Nationally Determined Contributions – or NDCs -  form the basis for countries to achieve the objectives of the Paris Agreement. They contain information on targets, and policies and measures for reducing national emissions and on adapting to climate change impacts.  NDCs also contain information on either the needs for, or the provision of, finance, technologies and capacity building for these actions. Countries communicate new or updated NDCs every five years starting in 2020. UN Climate Change has published a full version of the NDC Synthesis report on September 17, 2021. The full report synthesizes information from the latest NDCs of all 191 Parties to the Paris Agreement.

Commenting on the release of the final UNFCCC NDC Synthesis Report, CDP Chief Impact Officer Nicolette Bartlett said:

"The final Nationally Determined Contribution (NDC) synthesis report gives us the fullest picture of how on track, or how far from, the world is to limiting global warming to 1.5°C. Including 39 new or updated NDCs between August 1 and October 12, this report confirmed the worrying trend: we are still on track for an increase in emissions by 2030 when compared to 2010.
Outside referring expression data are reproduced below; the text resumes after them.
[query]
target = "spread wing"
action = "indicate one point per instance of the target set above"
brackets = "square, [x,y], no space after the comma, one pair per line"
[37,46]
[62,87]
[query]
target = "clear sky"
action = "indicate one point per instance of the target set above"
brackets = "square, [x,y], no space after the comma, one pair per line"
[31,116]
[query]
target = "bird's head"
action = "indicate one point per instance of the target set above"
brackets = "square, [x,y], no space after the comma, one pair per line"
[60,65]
The findings of this final synthesis report put greater weight on the outcomes of negotiations at COP26. We know that many of the world’s largest economies are simply not doing enough to reduce emissions and limit global warming to 1.5°C. The impacts of this lack of ambition and action are felt disproportionately by lower income countries, many of whom are already adjusting to the baked in consequences of climate change with significantly less resources.
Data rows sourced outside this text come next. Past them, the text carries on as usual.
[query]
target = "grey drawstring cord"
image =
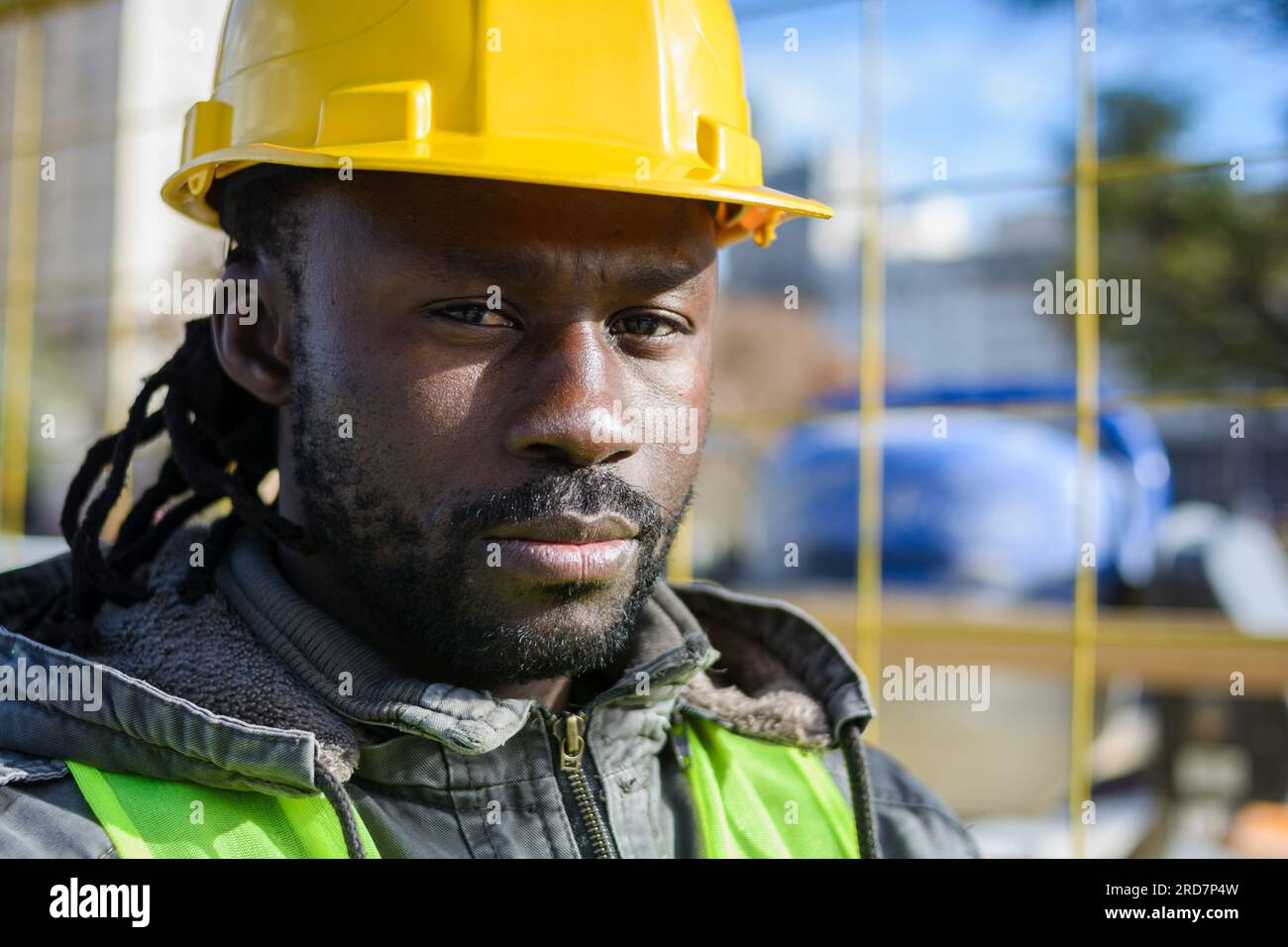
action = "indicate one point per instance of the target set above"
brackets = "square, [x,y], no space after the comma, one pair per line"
[861,789]
[339,799]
Firstly, the developed countries need to keep their promises – they committed to $100billion annually for developing countries many years ago and this is still not being met. Secondly, we need robust roadmaps and policies to a 1.5°C minimum target to be agreed. The current level of action remains insufficient.

Short-term action – what happens within the next five years – is likely to determine whether net-zero by 2050 is achievable. COP26 should be seen as the final chance for governments, cities, states and regions, to reset their goals and activities.

With corporate net-zero pledges skyrocketing globally, it is now vital that these pledges are based on science and that companies set transition plans to achieve them. These plans should account for actions companies will take in the next five years and must include robust, quantitative, and accredited science-based targets outlining how companies will transition to the 1.5°C-aligned business model, how their capital allocation will align with this and what governance the company has in place to ensure delivery. 983 companies have now set science-based targets through the Science Based Targets initiative (SBTi), a figure that has close to doubled since the beginning of the year.

Cutting emissions will only take us so far – nature must be at the heart of COP26 negotiations. The global goal of net-zero by 2050 needs to be matched by an equally clear global goal of net positivity for nature. This requires measures eliminating nature loss, with restoration well underway by 2030, moving us to a nature positive economic system by 2050."